Is that a closer ring inside the body?

Dave


----------



## joeby (Jan 14, 2009)

Dave,

 Yes, the closer ring (nut) is what you see inside the "window". There are grooves cut on either side of the nut and in the nose and backing plate filled with 1/8" bearing balls. The nut spins very easily.

 It does extend from the spindle nose a good bit; but it hasn't caused any problems. I use it mainly on small parts anyway.

 Back to the OP, the reason I went this route was to use 5-C collets, which were designed for workholding, are easily found, cheap, different shapes available, any size (emergency collet if it's an oddball size, internal collets, and the ability to use collet stops if necessary. As an added benefit, the spindle thread on the Atlas is 1 1/2"-8, and so is the spindle thread on my dividing head.

Kevin


----------



## BillH (Jan 14, 2009)

joeby  said:
			
		

> I was looking for a good collet setup for the Atlas lathe I have, but the collet setup that was commercially available for them was, I think, 3-C. Not so cheap or easy to find, and the spindle bore is small on these lathes to start with.
> 
> So, I drew this up and made one with the nose being 4140 pre-hard. That way, if it gets too badly beaten up on the taper, I can recut it. I finished the taper while it was mounted on the spindle as it would be in use. Runout is generally under .0005".
> 
> ...


That is a near identical copy of a casting kit you can buy from the same people that sell the Die Filer, T slot cross slide for south bends, and face plates... Whats the URL and name of the company... I cannot remember....


----------



## joeby (Jan 14, 2009)

Bill,

 I have seen pictures of one called a "Loop Collet Chuck", and a fellow by the name of Andy sells a kit, I think it's "Metal Lathe Accessories". I have a boring head I bought from him, very nice fellow to deal with and the castings and drawings were very good.

 I liked the looks of the "Loop", and so I made this one similar to it. I'm not certain how the innards are on the "Loop"; but from looking at the pictures, he managed to reduce the overhang a good bit from what I ended up with.

Kevin


----------



## Andrew_D (Jan 14, 2009)

Is this the site you guys are talking about:

http://www.statecollegecentral.com/metallathe/index.html

Andrew


----------



## BillH (Jan 14, 2009)

Yes, the Loop chuck, and that is the site!


----------



## kvom (Jan 15, 2009)

Another collet system is the Jacobs rubberflex. I have used this at school, and my lathe came with a set. Mine is a D1-3 mount, school's is D1-6; not sure if other spindle mounts are available.

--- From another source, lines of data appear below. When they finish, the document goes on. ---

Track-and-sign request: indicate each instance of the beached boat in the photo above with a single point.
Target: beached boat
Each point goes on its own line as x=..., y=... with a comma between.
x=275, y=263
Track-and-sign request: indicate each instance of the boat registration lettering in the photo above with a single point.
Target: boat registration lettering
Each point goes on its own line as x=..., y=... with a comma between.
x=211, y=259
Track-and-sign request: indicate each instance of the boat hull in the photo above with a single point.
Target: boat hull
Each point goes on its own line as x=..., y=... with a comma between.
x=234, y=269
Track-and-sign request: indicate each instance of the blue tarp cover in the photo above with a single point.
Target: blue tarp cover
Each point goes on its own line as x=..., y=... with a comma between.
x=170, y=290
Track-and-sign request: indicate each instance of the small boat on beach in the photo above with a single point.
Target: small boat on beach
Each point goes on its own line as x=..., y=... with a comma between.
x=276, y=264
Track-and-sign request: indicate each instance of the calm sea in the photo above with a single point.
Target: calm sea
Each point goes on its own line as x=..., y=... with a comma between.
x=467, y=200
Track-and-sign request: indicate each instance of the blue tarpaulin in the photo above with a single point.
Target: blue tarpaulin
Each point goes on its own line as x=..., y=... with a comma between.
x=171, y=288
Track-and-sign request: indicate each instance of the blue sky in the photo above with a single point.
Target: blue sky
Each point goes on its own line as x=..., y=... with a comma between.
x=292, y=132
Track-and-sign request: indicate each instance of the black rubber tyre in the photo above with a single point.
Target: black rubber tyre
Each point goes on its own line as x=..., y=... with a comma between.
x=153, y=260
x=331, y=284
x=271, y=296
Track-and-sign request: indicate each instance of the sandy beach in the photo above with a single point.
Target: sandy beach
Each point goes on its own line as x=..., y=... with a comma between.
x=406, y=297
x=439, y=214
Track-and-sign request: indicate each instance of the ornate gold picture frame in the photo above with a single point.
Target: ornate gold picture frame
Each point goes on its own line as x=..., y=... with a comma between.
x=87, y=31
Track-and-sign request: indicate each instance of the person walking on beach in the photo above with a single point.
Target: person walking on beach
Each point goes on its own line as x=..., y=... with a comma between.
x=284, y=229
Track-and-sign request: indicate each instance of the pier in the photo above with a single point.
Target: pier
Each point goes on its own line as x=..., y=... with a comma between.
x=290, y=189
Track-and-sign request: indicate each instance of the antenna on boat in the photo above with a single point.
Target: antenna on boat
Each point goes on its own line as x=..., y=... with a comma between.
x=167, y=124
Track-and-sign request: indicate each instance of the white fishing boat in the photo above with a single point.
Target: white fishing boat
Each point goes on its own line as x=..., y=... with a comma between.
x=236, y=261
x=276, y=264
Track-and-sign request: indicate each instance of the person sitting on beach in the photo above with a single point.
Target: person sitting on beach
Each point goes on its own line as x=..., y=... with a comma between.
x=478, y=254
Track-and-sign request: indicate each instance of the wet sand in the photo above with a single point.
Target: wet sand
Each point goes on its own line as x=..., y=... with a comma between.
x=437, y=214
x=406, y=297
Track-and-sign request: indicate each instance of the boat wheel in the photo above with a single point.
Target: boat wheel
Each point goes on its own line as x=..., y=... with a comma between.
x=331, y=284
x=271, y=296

I have seen these on eBay sell for around $300.


----------



## Andrew_D (Jan 15, 2009)

bhjones  said:
			
		

> While the ER collets are suitable for both work and tool holding, the method shown here to adapt the collet to the spindle is not suitable for lathe work. This adapter is meant to be used in a milling machine.
> 
> 
> 
> ...



Why can't this adapter be used?? 

Yes, there will be a limit to the length of material that can be used. 
Yes, it sticks the material out from the headstock a long ways.
I think we all realize that and agree. 

The only other issue I can see is that nobody has mentioned whether this adapter is being used with a drawbar or not. It MUST be used with a drawbar. Unless you like having adapters flying around your head at high speeds! 

Andrew


----------



## steamer (Jan 15, 2009)

Besides overhang, you need to worry about run-out.  It can get significant with a large overhang. Other than that, it should be fine.


----------



## BillH (Jan 15, 2009)

I have a Lathemaster 5c collet chuck on my 8x14. It has a zero set backplate and I can get it within .0002. I need to bolt down my lathe however as it wobbles and I am positive that affects my ability properly "zero it in". Anyhow, the 5c Collet chuck for 269$ is a great value, it is very nice. It does however have a lot of overhang. 
The ideal solution is to mount the collet inside of the spindle, with small lathes that means a 3c collet.


----------



## rake60 (Jan 15, 2009)

Andrew_D  said:
			
		

> The only other issue I can see is that nobody has mentioned whether this adapter is being used with a drawbar or not. It MUST be used with a drawbar. Unless you like having adapters flying around your head at high speeds!
> 
> Andrew



A very important thing to note!
The collet holder that I bought to use as a makeshift collet chuck, has a 1/2"-13
thread in the back end. I use a 9" long piece of 1/2"-13 all thread rod as a drawbar.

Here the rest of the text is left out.